Бабку Емельяниху я помнил: добрая была старуха. Мы с ними соседи были, нашу ограду и их огород разделял плетень. Один раз она зовет меня из-за плетня:
— Иди-ка суда-то!
Я подошел.
— Ваша курица нанесла — вишь сколь! — Показывает в подоле десяток яиц. — Вишь, подрыла лазок под плетнем и несется тут. На-ка. С пяток матри (матери) отдай, а пяток — бабка оглянулась кругом и тихо досказала, — этим отнеси, на сашу (на шоссе).
На шоссе (на тракте) работали тогда заключенные, и нас ребятишек, к ним подпускали. Мы носили им яйца, молоко в бутылках… Какой-нибудь, в куртке в этой, тут же выпьет молоко из горлышка, оботрет горлышко рукавом, накажет:
— Отдай матери, скажи: «Дяденька велел спасибо сказать».
— Я помню бабку, — сказал я.
— Ниче… хорошая была бабка. Заговоры знала.
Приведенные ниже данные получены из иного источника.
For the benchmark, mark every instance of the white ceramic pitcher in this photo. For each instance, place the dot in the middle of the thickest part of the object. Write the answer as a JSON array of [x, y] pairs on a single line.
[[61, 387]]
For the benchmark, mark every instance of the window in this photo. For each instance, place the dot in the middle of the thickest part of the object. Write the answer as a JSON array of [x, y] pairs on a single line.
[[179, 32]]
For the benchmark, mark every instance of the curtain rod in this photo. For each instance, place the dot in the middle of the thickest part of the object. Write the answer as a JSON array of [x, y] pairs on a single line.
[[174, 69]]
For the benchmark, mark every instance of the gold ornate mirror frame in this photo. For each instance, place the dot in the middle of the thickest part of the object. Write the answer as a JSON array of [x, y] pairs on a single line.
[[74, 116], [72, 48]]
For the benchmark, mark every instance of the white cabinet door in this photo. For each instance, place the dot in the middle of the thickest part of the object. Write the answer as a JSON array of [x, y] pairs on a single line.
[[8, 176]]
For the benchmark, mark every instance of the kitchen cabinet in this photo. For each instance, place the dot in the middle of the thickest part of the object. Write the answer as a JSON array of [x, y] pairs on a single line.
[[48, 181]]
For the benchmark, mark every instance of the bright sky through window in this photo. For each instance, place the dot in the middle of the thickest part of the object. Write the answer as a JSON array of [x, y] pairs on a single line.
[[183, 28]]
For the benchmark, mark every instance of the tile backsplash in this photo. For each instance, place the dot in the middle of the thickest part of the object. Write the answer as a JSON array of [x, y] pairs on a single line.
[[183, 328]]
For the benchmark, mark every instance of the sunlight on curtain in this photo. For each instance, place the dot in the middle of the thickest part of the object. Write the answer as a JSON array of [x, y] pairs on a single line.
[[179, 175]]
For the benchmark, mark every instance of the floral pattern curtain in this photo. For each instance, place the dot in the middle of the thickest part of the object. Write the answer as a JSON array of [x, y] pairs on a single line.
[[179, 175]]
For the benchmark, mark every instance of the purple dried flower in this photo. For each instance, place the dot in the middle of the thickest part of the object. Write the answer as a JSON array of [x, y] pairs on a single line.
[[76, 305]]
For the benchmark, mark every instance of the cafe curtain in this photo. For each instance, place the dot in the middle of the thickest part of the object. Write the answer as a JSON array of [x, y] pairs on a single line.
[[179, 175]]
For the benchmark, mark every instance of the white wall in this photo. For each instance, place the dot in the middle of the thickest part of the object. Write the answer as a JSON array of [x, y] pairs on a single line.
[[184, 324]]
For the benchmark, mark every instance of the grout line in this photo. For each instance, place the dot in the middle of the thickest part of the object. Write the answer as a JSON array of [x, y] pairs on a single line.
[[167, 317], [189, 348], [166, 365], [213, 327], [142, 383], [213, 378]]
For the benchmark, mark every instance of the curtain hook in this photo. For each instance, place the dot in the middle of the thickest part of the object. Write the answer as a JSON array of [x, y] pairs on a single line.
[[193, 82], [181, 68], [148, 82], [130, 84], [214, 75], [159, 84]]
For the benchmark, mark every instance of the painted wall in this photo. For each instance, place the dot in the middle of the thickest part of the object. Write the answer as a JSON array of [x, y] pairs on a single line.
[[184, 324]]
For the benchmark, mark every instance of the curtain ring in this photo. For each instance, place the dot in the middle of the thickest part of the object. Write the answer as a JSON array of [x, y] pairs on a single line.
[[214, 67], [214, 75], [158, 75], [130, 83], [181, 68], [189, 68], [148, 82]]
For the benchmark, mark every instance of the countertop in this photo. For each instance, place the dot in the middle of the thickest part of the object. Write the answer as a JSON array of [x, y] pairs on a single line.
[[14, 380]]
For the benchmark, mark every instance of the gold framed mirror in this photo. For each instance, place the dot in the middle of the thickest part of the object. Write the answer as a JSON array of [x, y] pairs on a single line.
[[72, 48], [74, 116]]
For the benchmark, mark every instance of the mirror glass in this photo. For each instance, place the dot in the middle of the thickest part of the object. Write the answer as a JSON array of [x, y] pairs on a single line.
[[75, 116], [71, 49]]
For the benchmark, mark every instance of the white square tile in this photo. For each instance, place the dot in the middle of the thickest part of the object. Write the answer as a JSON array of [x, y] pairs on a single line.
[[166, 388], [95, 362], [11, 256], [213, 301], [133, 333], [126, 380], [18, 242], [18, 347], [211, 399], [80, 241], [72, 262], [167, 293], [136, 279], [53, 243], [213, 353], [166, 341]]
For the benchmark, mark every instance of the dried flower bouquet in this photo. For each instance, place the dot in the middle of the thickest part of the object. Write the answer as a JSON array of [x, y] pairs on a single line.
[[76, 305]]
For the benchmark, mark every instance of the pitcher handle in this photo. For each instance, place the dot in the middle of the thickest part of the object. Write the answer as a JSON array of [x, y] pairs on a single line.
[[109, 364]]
И дядя Емельян рассказал такую историю.
— Сосватали мы ее — с братом старшим ездили, с Егором, она — вот талицкая (это через речку), — привезли… Ну, свальба (свадьба)… Гуляем. А мне только пинжак новый сшили, хороший пинжак, бобриковый… Как раз к свальбе и сшили-то, Егорка же и дал деньжонок, я-то как сокол пришел. И у меня прямо со свальбы этот пинжак-то сперли. Меня аж горе взяло. А моя говорит: «Погоди-ка, не кручинься пока: не вернут ли». Где, думаю, вернут! Народу столько перебыло… Но знаю, што — не из нашинских кто-то, а из талицких, наверно: наш-то куда с ним денется? А шили-то тада на дому прямо: приходил портняжка с машинкой, кроил тут же и шил. Два дня, помню, шил: тут же и питался и спал. Моя-то чо делает: взяла лоскут от шитья — лоскутов-то много осталось — обернула его берестой и вмазала глиной в устье печки, как раз где дым в чувал загибает, самый густой идет. Я не понял сперва: «Чего, мол, ты?» — «А вот, говорит, его теперь каждое утро корежить будет, вора-то. Как затопим печку, так его начинает корежить, как ту бересту». И чо ты думаешь? Через три дня приходит из Талицы мужичонка, какая-то родня ее, бабе-то моей… С мешком. Пришел, положил мешок в угол, а сам — бух, на коленки передо мной. «Прости, говорит, грех попутал: я пинжак-то унес. Поглянулся». Вытаскивает их мешка мой пинжак и гусиху с вином, теперь — четверть, а раньше звали — гусиха. Вот вишь… «Не могу, говорит, жить — измаялся».
— Побил его? — спросил я.
— Да ну!.. Сам пришел… зачем же? Выпили мы гусиху, да я ишо одну достал, и ту выпили. Не одни, знамо дело; я Егора позвал с бабой, ишо мужики подошли — чуть не новая свальба!.. Я рад без ума — пинжак-то добрый. Годов десять его носил. Вот какая у меня старуха была. Она тада-то не старуха была, а, вот… знала. Царство ей небесное.
Было у них пятеро сыновей и одна дочь. Троих на этой войне убило, а эти в город уехали. Доживал дядя Емельян один. Соседи по очереди приходили, топили печку, есть давали… Он лежал на печке, не стонал, только говорил:
— Спаси вас Бог… Зачтется.
Как-то утром пришли — он мертвый.
Для чего же я сделал такую большую выписку про великого князя Алексея? Я и сам не знаю. Хочу растопырить разум, как руки, — обнять две эти фигуры, сблизить их, что ли, чтобы поразмыслить, — то сперва и хотел, — а не могу. Один упрямо торчит где-то в Париже, другой — на Катуни, с удочкой. Твержу себе, что ведь — дети одного народа, может, хоть злость возмет, но и злость не берет. Оба они давно в земле — и бездарный генерал-адмирал, и дядя Емельян, бывший матрос… А что, если бы они где-нибудь ТАМ — встретились бы? Ведь ТАМ небось ни эполетов, ни драгоценностей нету. И дворцов тоже, и любовниц, ничего: встретились две русских души. Ведь и ТАМ им не о чем бы было поговорить, вот штука-то. Вот уж чужие так чужие — на веки вечные. Велика матушка-Русь!